# Help identifying BBS wheels



## mdaniels (Oct 10, 2001)

I found these at a local Goodwill of all places and I've come up short in my online searches to identify them. I'll probably take them to a local wheel shop and see if they're straight then maybe resell them if they're OK, figure they'll be good as spares or to have refinished. Otherwise they'll make good garage decorations. 

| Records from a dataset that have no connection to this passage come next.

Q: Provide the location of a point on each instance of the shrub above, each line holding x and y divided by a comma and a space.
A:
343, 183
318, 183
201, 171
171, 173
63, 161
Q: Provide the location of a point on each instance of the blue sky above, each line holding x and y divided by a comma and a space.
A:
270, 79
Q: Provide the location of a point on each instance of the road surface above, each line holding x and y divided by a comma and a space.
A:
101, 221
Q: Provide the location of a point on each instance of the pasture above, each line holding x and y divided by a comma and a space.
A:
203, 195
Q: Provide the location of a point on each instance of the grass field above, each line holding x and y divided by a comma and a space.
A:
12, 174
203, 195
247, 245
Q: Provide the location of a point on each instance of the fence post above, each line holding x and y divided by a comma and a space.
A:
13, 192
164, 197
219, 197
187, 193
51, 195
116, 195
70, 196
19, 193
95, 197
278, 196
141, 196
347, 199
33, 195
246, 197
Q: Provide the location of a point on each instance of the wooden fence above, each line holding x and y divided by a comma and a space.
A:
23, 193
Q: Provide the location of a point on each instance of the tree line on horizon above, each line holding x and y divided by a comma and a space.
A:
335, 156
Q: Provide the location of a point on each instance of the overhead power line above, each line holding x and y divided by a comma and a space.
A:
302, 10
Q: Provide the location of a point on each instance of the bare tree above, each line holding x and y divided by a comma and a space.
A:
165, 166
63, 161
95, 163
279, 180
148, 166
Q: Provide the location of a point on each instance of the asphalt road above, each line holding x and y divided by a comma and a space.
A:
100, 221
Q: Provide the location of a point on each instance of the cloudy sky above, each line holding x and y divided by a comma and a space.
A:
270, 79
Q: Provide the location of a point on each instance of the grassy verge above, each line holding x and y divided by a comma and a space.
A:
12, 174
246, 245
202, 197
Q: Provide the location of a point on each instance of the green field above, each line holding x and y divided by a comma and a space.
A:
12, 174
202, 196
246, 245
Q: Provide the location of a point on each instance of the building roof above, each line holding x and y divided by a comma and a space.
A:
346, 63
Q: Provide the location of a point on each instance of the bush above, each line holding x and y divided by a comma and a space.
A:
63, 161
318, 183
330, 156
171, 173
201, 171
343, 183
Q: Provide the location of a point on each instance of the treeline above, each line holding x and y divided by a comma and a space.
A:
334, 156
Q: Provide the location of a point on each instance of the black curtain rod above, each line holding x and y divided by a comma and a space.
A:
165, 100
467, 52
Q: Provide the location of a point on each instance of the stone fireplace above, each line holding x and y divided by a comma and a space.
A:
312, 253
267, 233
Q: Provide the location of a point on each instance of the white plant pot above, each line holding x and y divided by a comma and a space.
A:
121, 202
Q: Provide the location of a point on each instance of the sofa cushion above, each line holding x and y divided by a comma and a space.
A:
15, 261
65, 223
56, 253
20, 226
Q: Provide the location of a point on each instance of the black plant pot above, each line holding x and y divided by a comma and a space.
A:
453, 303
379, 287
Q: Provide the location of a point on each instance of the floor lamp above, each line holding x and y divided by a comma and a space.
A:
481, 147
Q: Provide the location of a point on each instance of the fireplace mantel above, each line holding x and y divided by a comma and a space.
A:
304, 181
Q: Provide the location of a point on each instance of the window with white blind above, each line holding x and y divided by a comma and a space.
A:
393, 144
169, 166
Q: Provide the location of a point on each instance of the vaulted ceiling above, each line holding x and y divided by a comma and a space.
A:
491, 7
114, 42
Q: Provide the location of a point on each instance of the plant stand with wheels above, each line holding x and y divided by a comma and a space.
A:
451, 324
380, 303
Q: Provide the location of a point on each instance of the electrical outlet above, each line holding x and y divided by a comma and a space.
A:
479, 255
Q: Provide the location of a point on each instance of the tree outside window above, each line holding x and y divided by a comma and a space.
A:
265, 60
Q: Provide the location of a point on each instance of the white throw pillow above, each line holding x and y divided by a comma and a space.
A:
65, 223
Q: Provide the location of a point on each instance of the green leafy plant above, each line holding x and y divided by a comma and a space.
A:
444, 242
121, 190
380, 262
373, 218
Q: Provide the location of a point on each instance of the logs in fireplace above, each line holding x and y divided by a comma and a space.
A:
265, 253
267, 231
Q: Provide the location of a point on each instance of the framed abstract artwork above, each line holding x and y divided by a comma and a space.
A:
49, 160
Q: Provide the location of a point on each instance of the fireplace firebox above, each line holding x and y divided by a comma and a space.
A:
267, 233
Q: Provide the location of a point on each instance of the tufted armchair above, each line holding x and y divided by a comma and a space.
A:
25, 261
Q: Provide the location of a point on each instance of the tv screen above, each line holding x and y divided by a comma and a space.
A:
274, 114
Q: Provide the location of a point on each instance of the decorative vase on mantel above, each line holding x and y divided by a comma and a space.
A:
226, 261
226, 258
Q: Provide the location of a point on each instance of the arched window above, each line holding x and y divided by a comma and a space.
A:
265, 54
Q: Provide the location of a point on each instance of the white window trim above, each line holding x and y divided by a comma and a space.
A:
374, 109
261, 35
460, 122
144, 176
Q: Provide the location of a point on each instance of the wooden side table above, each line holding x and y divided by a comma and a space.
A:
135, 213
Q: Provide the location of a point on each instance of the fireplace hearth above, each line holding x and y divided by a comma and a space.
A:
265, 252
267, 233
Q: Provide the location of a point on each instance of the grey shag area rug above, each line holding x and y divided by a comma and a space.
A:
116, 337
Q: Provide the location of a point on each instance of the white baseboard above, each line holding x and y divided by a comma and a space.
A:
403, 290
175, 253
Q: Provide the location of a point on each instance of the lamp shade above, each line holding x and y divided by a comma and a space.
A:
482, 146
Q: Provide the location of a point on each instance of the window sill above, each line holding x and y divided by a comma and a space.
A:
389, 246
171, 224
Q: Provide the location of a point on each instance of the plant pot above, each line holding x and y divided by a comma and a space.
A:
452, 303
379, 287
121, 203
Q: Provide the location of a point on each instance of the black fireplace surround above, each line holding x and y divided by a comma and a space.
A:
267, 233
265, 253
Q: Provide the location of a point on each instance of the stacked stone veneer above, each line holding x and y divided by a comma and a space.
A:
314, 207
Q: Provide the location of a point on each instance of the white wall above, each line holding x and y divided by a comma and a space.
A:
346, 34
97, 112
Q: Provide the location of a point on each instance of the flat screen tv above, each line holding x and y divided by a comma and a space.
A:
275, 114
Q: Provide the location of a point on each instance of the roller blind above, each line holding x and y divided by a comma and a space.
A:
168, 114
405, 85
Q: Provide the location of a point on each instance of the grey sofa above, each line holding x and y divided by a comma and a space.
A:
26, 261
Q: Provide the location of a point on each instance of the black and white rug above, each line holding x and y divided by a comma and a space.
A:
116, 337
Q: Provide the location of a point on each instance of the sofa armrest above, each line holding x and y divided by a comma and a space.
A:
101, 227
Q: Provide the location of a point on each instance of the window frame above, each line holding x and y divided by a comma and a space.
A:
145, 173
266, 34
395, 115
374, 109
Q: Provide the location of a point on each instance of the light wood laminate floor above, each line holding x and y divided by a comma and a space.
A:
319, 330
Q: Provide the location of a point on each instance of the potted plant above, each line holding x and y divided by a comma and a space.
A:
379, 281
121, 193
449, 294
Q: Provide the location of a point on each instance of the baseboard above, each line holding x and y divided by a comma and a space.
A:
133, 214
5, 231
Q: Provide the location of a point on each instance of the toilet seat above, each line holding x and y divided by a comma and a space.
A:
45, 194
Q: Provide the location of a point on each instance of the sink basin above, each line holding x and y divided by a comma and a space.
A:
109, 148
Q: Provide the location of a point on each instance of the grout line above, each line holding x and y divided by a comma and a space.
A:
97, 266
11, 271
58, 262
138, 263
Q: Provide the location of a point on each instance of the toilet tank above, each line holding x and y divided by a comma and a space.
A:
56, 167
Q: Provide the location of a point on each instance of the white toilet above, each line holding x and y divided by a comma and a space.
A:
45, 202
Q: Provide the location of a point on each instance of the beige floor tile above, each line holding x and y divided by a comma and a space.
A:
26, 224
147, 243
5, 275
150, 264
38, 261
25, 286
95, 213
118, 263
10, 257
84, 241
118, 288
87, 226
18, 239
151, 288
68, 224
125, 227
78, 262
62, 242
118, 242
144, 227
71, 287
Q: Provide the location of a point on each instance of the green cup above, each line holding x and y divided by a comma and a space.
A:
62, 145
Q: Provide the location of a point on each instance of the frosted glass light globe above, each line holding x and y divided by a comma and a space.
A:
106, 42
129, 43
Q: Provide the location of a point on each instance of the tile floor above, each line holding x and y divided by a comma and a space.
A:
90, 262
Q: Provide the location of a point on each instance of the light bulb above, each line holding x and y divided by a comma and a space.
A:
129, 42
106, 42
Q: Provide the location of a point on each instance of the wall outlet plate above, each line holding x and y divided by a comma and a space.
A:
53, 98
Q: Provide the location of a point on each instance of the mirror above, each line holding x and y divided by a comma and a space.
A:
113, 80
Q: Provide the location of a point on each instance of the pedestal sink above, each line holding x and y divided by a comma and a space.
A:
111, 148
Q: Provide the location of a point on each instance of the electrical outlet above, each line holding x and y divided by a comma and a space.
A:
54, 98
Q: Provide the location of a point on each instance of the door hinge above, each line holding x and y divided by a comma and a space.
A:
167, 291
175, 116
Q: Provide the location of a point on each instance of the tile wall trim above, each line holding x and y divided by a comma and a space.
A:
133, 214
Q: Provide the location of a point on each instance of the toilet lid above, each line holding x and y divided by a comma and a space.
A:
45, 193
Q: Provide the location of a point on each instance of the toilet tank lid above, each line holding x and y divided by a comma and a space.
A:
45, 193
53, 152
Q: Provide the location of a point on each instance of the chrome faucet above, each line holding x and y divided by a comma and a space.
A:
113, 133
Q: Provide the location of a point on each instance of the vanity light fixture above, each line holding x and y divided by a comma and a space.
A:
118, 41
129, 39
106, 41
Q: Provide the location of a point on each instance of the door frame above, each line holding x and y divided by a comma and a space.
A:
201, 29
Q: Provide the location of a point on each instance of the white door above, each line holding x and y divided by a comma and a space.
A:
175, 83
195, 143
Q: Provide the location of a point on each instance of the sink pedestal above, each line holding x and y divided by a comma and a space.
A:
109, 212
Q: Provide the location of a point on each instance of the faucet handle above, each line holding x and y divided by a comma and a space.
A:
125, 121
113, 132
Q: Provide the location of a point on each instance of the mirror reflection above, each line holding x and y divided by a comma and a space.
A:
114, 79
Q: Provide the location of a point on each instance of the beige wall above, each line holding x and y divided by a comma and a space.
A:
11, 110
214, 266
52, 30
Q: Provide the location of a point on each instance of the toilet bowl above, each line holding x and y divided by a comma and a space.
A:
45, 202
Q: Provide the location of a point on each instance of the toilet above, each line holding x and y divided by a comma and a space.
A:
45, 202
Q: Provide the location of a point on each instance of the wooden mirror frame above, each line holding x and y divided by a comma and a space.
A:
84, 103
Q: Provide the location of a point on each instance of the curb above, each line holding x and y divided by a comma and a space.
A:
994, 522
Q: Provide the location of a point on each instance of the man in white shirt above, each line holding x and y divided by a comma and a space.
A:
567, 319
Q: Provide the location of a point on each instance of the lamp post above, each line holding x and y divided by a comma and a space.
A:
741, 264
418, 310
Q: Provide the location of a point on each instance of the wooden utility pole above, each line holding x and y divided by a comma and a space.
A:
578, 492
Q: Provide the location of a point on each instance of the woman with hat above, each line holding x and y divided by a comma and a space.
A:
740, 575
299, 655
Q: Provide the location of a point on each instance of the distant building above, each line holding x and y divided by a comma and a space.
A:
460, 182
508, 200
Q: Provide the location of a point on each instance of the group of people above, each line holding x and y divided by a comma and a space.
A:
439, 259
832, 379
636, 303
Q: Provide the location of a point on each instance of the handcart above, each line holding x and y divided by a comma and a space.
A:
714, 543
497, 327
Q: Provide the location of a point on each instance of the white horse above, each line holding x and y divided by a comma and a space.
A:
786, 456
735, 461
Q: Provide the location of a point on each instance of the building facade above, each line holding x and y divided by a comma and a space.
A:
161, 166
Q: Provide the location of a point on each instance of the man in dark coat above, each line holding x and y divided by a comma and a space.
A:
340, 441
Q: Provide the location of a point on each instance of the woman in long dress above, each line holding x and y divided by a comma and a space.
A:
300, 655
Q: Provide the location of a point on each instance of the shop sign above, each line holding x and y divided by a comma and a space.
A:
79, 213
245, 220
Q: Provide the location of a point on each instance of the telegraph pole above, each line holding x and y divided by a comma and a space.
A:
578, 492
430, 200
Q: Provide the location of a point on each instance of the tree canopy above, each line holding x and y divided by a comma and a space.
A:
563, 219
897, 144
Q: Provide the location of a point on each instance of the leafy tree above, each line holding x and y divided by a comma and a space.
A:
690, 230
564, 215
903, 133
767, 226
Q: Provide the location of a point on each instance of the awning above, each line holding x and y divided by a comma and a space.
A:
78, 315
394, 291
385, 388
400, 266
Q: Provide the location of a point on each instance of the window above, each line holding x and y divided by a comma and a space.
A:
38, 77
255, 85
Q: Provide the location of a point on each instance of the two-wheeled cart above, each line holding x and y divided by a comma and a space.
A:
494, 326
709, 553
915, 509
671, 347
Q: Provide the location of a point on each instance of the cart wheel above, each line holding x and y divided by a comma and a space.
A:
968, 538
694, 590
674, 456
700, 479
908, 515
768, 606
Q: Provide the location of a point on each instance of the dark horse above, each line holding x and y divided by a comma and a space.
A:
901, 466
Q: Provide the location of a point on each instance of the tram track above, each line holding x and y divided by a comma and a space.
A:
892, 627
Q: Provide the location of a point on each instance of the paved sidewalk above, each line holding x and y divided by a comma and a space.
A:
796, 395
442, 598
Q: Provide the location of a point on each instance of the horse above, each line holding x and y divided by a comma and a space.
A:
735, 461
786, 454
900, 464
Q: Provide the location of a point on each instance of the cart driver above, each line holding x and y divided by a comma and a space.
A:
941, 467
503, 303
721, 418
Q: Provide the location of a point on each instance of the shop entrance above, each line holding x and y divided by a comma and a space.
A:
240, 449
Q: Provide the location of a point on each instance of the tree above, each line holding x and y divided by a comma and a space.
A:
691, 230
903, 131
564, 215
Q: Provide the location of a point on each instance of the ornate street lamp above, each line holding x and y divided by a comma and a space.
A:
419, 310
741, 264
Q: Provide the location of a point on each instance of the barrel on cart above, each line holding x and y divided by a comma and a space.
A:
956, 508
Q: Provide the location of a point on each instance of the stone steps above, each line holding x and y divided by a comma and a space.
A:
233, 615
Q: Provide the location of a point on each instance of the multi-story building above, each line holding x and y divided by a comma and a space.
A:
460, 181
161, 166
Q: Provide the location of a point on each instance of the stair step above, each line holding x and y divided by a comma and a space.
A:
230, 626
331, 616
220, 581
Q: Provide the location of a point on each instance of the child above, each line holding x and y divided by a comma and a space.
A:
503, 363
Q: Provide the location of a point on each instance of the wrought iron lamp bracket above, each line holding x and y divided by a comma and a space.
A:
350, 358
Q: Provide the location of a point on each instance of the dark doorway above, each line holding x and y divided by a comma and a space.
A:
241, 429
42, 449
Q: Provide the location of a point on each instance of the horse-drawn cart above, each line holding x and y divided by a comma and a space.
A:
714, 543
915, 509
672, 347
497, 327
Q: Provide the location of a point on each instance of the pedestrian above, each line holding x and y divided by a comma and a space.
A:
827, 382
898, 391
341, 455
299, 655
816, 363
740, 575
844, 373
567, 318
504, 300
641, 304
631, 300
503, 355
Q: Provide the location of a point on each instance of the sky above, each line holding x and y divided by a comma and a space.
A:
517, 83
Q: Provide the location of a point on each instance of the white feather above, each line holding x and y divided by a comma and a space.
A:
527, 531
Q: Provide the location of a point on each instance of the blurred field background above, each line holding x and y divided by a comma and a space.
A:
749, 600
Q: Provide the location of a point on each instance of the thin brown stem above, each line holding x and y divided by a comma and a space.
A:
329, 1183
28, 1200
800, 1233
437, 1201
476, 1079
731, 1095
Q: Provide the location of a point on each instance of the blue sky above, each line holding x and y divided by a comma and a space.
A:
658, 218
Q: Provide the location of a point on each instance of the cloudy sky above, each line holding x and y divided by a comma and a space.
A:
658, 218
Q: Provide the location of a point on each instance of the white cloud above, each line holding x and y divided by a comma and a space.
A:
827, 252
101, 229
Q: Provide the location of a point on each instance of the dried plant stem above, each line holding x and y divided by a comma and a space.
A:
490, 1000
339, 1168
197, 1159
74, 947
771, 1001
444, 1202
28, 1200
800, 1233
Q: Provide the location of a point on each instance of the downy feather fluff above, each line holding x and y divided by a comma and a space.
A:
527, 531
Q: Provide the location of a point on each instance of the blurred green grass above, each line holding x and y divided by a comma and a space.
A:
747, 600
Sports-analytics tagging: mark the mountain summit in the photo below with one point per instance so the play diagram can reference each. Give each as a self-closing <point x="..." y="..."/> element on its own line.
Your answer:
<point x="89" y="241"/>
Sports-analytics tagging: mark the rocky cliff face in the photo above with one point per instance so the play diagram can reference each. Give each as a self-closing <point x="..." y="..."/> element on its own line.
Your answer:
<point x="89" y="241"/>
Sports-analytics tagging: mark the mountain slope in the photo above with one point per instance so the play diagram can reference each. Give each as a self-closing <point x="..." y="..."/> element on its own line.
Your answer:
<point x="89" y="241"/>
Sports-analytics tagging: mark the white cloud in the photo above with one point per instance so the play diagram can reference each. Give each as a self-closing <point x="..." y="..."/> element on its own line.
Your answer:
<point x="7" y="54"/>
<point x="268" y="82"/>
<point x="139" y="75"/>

They may not even be Audi/VW wheels, but figured this might be a good place to start asking.


----------



## 87vr6 (Jan 17, 2002)

Google Corrado vr6 bbs...


----------



## GTIDamien_407 (Nov 23, 2008)

87vr6 said:


> Google Corrado vr6 bbs...


don't think rz's are 16x8..


----------



## Cpirrello (Oct 24, 2011)

those might be rs-ii


----------



## [email protected] (Jul 17, 2009)

They are BBS RZ466 16x8 et50 5x120.75


----------



## 87vr6 (Jan 17, 2002)

GTIDamien_407 said:


> don't think rz's are 16x8..


Yea, I was way off... For whatever reason I failed to see the picture with the sizes in it


----------



## mdaniels (Oct 10, 2001)

[email protected] said:


> They are BBS RZ466 16x8 et50 5x120.75


Awesome. Thanks. 

BTW, I used to do some freelance for your company way back when it was still VW Sport & 1552 Design - I helped create your original website. Wow, that was a long time ago....


----------



## [email protected] (Feb 6, 2007)

mdaniels said:


> Awesome. Thanks.
> 
> BTW, I used to do some freelance for your company way back when it was still VW Sport & 1552 Design - I helped create your original website. Wow, that was a long time ago....


Matt Daniels. Holy crap 

Just spoke to Adrian earlier as well


----------



## aucjo01 (Nov 14, 2016)

*BBS RZ 466 wheels 16x8*

MDanial:
Do you still have the two BBS RZ wheels 16x8 466 ET50?
What city/state are you located?
I am in Reston VA near DC.
Do have an interest in buying them.


----------



## aucjo01 (Nov 14, 2016)

*RZ wheels 16x8 466*

I am intenrested in buying them.


----------